- Born: April 21, 1947 Harlem, NY, U.S.
- Died: June 22, 2019 Eastham, Massachusetts, U.S.
- Occupations: Photographer; Artist;
- Years active: 1963–2019
- Spouse: ; Marianne Wiant ​(m. 1986)​
- Children: 2, including Alison and William
- Relatives: Ted Shearer (father) Alison Shearer (daughter)

= John Shearer (photographer, born 1947) =

American photographer, writer, and filmmaker (1947–2019)

John Shearer (April 21, 1947 – June 22, 2019) was an American photographer, writer, and filmmaker, best known for his photojournalism, especially of "racial subjects", the funerals of John F. Kennedy and Martin Luther King Jr., and Muhammad Ali before his fight with Joe Frazier.

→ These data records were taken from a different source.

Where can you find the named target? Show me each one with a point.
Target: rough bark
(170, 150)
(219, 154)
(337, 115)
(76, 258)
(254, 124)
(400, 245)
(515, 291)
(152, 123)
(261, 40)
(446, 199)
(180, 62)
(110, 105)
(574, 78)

==Early life and education==
John Shearer was born on April 21, 1947, in Harlem to Phyllis Shearer, an attorney who would later become the Deputy Commissioner of Social Services in Westchester County, New York, and Ted Shearer, art director of BBDO and a cartoonist who would later create Quincy. When he was in the 3rd grade, his family moved from Harlem to the Parkway Gardens neighborhood of Greenburgh, New York. When he was 8, he started to take photos. He went on to win Scholastic's photography competitions for children and be exhibited in Grand Central Terminal while in his teens. After graduating from high school, he enrolled at the Rochester Institute of Technology, but dropped out in order to do photography full-time. He wished to cover the protests around the Vietnam War, which he opposed.

==Life and work==
In 1966, at age 20, he joined the staff of Look as a full-time staff photographer. In 1969, he left Look for Life, where he was the second African-American staff photographer after his neighbor and mentor, Gordon Parks. According to Abigail Abrams in Time, his favorite project was a story for Life about the Reapers, a gang in the South Bronx.

In 1972, Shearer was named the Photographer of the Year by the Association of Magazine Photographers. He was a recipient of the 2019 Trailblazers Award bestowed by the African American Advisory Board of Westchester County. He was exhibited at the Metropolitan Museum of Art, Museum of Modern Art, and Whitney Museum of American Art, and taught at Columbia University in the Graduate School of Journalism.

He died of prostate cancer on June 22, 2019, in Eastham, Massachusetts at age 72.

==Personal life==
In 1986, he married Marianne Wiant, with whom he had two children: Alison and William. The couple moved to Katonah in 1990.